古市センセの作品は、ピースボートの乗船体験といい本作といい
自ら時間を投資して体験した上で考察しているので、
そのフィールドワーク的な肉付けの仕方が興味深いなと思い読んでいます。

本作では、たまたまハワイ旅行中に立ち寄った真珠湾の戦争博物館で感じた
日本における重苦しい戦争の受け止め方とは異なる、明るい戦争博物館の姿に、
今の時代の人が、過去の戦争をどう学ぼうとするのか国ごとの姿勢の違いを想定し
そこから世界各地の戦争博物館を巡った記録とその考察が一冊にまとまっています。

50以上もの施設を訪問しており、本作を読むと旅行の途中で寄ったところもあれば
そこを目的として取材に行ったところもあったようですが、
変に取材として事前調査したり、計画的に旅程を組んだりするのではなく、
それこそ一般の旅行者が、バカンスの一部として立ち寄る戦争博物館という位置づけから
視線をずらしていないところが著者らしくて良いなと思いました。
たぶん、お堅い取材活動にしてしまったら、一般読者が旅行で立ち寄った時の感覚と
ズレが生じると思うんですよね。

私自身は、海外の戦争博物館は行ったことがないはず。
すみません、「はず」としか表現できないほど記憶がないです。
子どもの頃に家族旅行で何回か海外旅行に行きましたが、
美術系の博物館は行ったものの、戦争方面は行ってないはず。

国内では、中学校の修学旅行で広島の平和記念資料館に行きましたが、
当日の思い出は、平和記念公園でみんなで大地讃頌を合掌したことが鮮明で、
資料館の方はいろんな展示を見て回った記憶はあるものの、
「展示から衝撃を受けた」という感覚が残っていないです。

修学旅行に行く前に、結構、事前学習で原爆のことは調べたので、
視覚的にむごい情報も、文章的に悲惨な情報も、それなりに頭に入ってしまっており、
「現物を見たから一層衝撃を受けた!」というところまでは、気持ちが起きなかった気がします。

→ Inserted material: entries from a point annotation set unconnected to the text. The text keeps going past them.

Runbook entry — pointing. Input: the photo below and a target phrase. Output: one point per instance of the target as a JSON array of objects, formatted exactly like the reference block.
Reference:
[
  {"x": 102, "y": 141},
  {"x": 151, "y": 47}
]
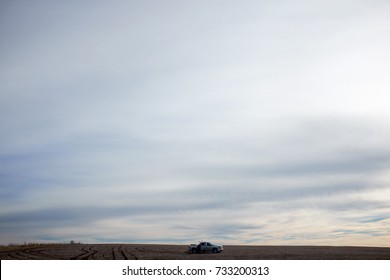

あんまり良い生徒ではなかったなと、本作を読んで反省。
頭でっかちでした。今も多分そうです。

各国が自国が経験した戦争というものをどう捉え、
それを現在の国民に対してどう伝えようとしているのか、
国によって、また時代によって、施設によって異なっているという点で、
結局、これは反戦に向けた実験を繰り返しているのかなと思います。

いつまでたっても戦争や紛争がなくならないから、手を変え品を変え、
展示の趣向を変えたりして訴え方をいろいろ試しているのかなと。

あとは、戦争博物館の目的が、必ずしも「戦争を2度と起こしません」というものではなく、
『「悲惨な」戦争を2度と起こしません』ということなのかなという気もします。
国家にとっては、たぶん良い戦争と悪い戦争があって、
戦後日本みたいに全ての戦争が悪だと決めてかかっている国家・国民の方が
少ないのかなというように感じます。

なんだか取り留めもない文章になってしまいました。
本作の感想は、あんまり自分の中で一つの形をもってまとまりませんでした。